Define the following:

• $X$ represents the weight of a single randomly caught fish.
• $p$ represents the probability that a single randomly caught fish caught is a keeper.
• $N$ is the total number of fish that are caught in order to obtain the $5^{\rm th}$ keeper.

The desired probability, then, is $\Pr[N \ge 40]$.

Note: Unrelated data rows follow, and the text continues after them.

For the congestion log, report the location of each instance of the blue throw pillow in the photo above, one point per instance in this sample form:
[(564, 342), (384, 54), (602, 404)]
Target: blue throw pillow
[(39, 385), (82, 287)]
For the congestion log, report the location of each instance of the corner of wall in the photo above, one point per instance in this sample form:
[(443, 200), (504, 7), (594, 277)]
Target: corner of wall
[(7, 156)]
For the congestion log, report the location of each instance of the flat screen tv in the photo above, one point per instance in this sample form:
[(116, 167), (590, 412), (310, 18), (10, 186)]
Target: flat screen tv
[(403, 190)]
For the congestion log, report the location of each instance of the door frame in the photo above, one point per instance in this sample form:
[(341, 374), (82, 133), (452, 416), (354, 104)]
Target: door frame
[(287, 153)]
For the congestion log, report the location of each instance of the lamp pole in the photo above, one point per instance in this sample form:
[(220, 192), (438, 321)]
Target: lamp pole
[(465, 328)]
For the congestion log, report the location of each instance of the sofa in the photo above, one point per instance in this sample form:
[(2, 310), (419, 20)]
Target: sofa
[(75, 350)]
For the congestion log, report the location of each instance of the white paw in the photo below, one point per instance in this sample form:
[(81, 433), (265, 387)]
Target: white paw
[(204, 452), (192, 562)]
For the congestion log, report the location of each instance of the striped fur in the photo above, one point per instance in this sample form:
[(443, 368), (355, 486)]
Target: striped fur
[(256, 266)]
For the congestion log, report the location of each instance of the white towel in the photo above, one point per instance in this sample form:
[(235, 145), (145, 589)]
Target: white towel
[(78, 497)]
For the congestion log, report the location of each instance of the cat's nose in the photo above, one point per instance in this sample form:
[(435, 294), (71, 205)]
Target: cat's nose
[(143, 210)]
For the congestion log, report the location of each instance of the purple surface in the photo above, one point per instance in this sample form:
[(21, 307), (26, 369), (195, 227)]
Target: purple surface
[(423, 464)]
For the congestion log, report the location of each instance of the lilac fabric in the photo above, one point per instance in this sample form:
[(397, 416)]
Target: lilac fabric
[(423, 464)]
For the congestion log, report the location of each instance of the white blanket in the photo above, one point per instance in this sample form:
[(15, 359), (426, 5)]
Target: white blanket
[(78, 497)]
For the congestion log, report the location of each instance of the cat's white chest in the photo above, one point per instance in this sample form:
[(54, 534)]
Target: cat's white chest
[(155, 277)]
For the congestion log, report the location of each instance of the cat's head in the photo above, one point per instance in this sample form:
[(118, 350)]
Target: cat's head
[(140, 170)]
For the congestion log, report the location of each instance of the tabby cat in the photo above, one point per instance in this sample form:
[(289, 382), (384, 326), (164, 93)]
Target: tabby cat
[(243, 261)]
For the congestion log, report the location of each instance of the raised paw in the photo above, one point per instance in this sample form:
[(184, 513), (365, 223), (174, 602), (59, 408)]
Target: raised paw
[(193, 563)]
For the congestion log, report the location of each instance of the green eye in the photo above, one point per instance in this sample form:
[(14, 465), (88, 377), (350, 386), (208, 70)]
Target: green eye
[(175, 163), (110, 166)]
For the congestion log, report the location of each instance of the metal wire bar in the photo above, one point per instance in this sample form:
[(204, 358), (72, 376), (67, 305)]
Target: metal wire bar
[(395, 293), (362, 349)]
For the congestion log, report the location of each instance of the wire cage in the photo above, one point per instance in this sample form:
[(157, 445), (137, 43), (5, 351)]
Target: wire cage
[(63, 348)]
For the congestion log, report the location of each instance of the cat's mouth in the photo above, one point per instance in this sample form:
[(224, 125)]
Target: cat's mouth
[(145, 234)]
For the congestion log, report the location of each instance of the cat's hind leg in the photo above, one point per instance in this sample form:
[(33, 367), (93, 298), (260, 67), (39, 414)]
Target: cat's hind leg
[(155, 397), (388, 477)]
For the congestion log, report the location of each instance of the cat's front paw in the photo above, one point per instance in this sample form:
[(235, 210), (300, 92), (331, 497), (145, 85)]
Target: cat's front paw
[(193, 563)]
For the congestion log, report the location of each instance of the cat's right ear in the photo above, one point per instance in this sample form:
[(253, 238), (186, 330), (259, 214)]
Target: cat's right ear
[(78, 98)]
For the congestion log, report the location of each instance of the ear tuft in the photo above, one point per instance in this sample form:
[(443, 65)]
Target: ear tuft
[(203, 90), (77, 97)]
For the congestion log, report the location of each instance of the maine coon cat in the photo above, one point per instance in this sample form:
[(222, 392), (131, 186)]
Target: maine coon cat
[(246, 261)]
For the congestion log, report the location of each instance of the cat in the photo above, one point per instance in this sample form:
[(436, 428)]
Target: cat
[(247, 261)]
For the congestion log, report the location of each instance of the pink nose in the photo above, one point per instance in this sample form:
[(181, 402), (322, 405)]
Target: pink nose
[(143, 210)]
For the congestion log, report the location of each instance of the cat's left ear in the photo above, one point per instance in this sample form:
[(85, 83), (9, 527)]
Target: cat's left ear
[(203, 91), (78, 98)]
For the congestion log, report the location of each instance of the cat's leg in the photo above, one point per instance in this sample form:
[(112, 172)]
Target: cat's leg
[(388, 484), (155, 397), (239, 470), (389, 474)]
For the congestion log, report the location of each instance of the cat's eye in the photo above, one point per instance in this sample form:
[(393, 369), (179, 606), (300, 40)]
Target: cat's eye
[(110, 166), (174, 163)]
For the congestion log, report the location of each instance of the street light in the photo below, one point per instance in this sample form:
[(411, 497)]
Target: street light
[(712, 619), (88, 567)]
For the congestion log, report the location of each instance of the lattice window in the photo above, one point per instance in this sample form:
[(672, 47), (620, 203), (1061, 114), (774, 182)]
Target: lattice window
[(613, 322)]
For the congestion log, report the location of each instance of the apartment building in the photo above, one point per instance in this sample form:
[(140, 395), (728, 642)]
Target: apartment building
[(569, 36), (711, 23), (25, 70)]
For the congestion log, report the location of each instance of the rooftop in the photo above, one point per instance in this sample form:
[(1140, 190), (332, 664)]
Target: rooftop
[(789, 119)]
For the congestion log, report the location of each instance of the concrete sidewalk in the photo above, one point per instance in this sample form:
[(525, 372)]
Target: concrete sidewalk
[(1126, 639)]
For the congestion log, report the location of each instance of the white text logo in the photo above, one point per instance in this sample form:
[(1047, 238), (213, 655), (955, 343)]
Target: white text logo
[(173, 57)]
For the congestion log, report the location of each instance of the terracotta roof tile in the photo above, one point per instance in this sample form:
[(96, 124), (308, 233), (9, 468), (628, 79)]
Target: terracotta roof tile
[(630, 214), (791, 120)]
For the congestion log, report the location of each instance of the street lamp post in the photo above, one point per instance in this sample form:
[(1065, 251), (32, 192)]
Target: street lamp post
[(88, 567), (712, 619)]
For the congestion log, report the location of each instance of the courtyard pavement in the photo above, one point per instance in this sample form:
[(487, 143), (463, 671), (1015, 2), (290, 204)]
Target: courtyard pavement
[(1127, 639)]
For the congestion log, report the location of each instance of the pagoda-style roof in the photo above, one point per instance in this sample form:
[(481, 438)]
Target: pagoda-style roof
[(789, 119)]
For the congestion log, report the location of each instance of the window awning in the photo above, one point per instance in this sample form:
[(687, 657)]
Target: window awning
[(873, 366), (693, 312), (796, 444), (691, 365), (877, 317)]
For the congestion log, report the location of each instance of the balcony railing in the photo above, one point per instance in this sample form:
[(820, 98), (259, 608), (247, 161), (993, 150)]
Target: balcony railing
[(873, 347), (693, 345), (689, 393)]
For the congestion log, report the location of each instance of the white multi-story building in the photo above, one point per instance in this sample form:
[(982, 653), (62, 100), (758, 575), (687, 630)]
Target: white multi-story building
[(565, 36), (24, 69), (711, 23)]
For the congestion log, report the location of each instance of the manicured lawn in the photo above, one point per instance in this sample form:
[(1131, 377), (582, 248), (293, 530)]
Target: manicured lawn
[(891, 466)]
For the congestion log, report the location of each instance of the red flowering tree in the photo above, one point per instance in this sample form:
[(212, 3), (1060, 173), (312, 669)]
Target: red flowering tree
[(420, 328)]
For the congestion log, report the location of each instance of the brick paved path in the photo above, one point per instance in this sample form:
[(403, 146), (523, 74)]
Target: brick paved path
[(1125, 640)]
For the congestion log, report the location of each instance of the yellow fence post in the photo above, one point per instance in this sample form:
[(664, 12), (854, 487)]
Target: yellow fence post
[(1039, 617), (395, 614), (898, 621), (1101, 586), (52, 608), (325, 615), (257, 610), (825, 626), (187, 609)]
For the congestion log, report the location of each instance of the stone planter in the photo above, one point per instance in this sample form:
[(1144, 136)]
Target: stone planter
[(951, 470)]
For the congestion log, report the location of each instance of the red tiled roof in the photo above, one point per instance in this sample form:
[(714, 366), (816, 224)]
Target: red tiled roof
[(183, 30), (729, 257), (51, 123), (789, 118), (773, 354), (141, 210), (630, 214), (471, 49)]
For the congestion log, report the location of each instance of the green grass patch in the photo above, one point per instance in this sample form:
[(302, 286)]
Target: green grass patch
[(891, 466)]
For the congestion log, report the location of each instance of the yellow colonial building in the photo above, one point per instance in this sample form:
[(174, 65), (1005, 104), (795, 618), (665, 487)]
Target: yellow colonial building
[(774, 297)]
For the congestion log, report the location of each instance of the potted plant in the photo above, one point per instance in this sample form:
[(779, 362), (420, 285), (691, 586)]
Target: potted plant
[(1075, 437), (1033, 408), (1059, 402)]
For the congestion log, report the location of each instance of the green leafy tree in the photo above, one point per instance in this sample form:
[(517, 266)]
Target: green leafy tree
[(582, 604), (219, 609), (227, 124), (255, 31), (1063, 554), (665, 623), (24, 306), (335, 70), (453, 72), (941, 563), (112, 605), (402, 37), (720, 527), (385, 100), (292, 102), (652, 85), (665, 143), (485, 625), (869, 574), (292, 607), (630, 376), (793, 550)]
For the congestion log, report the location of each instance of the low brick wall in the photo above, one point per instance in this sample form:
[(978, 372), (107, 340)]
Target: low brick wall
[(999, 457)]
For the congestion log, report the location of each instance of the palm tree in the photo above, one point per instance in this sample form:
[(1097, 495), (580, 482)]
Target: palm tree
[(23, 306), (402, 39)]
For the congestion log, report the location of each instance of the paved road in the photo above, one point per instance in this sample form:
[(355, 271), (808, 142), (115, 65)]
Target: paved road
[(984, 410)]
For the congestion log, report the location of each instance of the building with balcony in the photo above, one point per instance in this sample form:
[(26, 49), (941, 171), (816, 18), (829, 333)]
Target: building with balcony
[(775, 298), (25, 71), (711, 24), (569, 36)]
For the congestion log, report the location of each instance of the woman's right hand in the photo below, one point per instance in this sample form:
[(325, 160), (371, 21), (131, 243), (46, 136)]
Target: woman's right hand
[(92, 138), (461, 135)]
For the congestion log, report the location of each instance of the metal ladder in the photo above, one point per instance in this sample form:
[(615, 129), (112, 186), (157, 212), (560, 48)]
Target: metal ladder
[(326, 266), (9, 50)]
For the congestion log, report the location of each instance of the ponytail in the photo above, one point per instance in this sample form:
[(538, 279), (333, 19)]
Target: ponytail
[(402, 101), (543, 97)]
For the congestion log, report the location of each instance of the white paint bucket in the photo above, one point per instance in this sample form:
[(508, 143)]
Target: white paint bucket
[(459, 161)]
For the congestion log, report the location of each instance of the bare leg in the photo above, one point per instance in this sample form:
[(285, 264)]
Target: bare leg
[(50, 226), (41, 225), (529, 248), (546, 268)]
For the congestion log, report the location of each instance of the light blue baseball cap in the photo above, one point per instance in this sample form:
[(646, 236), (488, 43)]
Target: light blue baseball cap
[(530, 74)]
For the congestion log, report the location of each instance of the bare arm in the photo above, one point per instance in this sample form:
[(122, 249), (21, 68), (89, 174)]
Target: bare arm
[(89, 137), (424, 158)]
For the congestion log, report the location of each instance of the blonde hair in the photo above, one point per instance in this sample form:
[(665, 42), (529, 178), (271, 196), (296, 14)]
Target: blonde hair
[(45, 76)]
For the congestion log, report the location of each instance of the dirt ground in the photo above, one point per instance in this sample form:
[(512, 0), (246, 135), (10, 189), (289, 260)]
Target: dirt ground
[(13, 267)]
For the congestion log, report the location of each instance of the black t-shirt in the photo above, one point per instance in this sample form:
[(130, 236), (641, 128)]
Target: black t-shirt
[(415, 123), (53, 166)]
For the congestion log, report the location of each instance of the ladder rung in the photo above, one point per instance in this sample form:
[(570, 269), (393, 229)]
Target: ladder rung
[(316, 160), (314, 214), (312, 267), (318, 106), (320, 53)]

The value of $p$ is easy to find: it is simply $$p = \Pr[X \ge 25]$$ where $X \sim \operatorname{Normal}(\mu = 20, \sigma = 3)$, and all units of weight are expressed in ounces (1 pound = 16 ounces). Standardizing, we get $$p = \Pr\left[\frac{X - \mu}{\sigma} \ge \frac{25-20}{3}\right] = \Pr[Z \ge \tfrac{5}{3}] \approx 0.0477904.$$ The random variable $N$ is negative binomially distributed: specifically, $$\Pr[N = n] = \binom{n - 1}{n - r} p^r (1-p)^{n-r}, \quad n = r, r+1, r+2, \ldots,$$ where $r = 5$ is the number of keepers we need to observe, and $p$ is the probability of observing a keeper. Then $$\Pr[N \le 39] = \sum_{n=5}^{39} \Pr[N = n] \approx 0.0408402,$$ and the desired probability is $$\Pr[N \ge 40] \approx 0.962854.$$ Of course, this is also computed as a binomial probability, as mentioned by Brian M. Scott: $$\Pr[N \ge 40] = \Pr[Y = 4],$$ where $Y \sim \operatorname{Binomial}(n = 39, p)$, because the probability that at least $40$ fish need to be caught is equal to the probability that exactly $4$ keepers are caught among $39$ fish, requiring the fifth keeper to be at least the $40^{\rm th}$ fish.